TSX:AAV - Post Discussion
Post by
retiredcf on Aug 04, 2022 11:53am
TD
Have a $15.00 target. GLTA
Advantage Energy Ltd.
(AAV-T, AAV-N) C$10.48
Strong CFPS Beat on Higher Liquids Production
Event
Reports Q2 results
Impact: POSITIVE
CFPS Well Above TD and Consensus. Production Volumes Pre-Released:
CFPS of $0.95 came in well above TD ($0.83) and Consensus ($0.80) while Production of 60.4 mBOE/d was largely consistent with the estimate the company provided in an ops update on July 6 (~60.0 mBOE/d). That said, liquids contribution (12%) came in above preliminary estimates set by AAV and our forecast (11%). Stronger-than-expected overall realized pricing contributed to the majority of incremental CF.
Capex and Production Guidance Increased (Along with Liquids Contribution).
2022E capex guidance has moved up by 10% to account for continued inflation, 1.5 net new drills and higher frac intensity across the company's asset base. Production guidance was also moved up by 3% at the midpoint (now 53.5-56.5 mBOE/d). Liquids production has surged by 50% since Q1 with strong results across the asset base, particularly at Valhalla where the recent 14-22 pad had an IP30 of 2,837 BOE (27% condensate; 35% total liquids).
Our View: The additional capital bump comes as no surprise to us with many E&Ps layering in costs to account for continued inflation with Q2 results. While the increase in total liquids contribution may seem small (+1%) this drives a meaningful improvement to bottom line netbacks and diversifies the company's product stream. We forecast Advantage will deliver 10-15% y/y production growth in 2023 on a modestly higher capital program.

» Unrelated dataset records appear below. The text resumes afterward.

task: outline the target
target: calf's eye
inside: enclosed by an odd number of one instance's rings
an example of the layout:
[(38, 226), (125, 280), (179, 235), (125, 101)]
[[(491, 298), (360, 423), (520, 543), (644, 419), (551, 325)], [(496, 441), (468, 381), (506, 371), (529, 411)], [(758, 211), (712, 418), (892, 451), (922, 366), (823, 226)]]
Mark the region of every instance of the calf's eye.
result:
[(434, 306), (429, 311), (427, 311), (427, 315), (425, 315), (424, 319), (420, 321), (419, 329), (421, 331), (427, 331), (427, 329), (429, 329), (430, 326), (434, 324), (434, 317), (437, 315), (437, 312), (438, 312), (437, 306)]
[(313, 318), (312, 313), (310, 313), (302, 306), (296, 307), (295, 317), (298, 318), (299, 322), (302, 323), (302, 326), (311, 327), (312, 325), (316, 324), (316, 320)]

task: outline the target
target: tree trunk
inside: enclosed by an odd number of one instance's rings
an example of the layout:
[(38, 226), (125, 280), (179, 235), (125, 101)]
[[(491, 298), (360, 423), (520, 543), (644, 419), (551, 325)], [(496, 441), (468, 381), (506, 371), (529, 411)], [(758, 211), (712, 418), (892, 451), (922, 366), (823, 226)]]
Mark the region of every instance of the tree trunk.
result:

Return of Capital Through Share Buybacks to Accelerate in Q3. While the company had signaled it would start to return 100% of FCF to shareholders at the end of April, the majority of FCF went to further debt reduction in the quarter resulting in net debt far below the company's $200mm target. Advantage now plans to focus on increasing NCIB execution. We forecast $315mm of FCF through 2023 which could be used to buyback ~16% of shares outstanding.
TD Investment Conclusion
With financial leverage quickly approaching nil, the company will now return all FCF to shareholders while also providing volume growth among the highest in our coverage. We also highlight the continued growth of its subsidiary, Entropy, which continues to move toward commercialization of its modular CCS technology.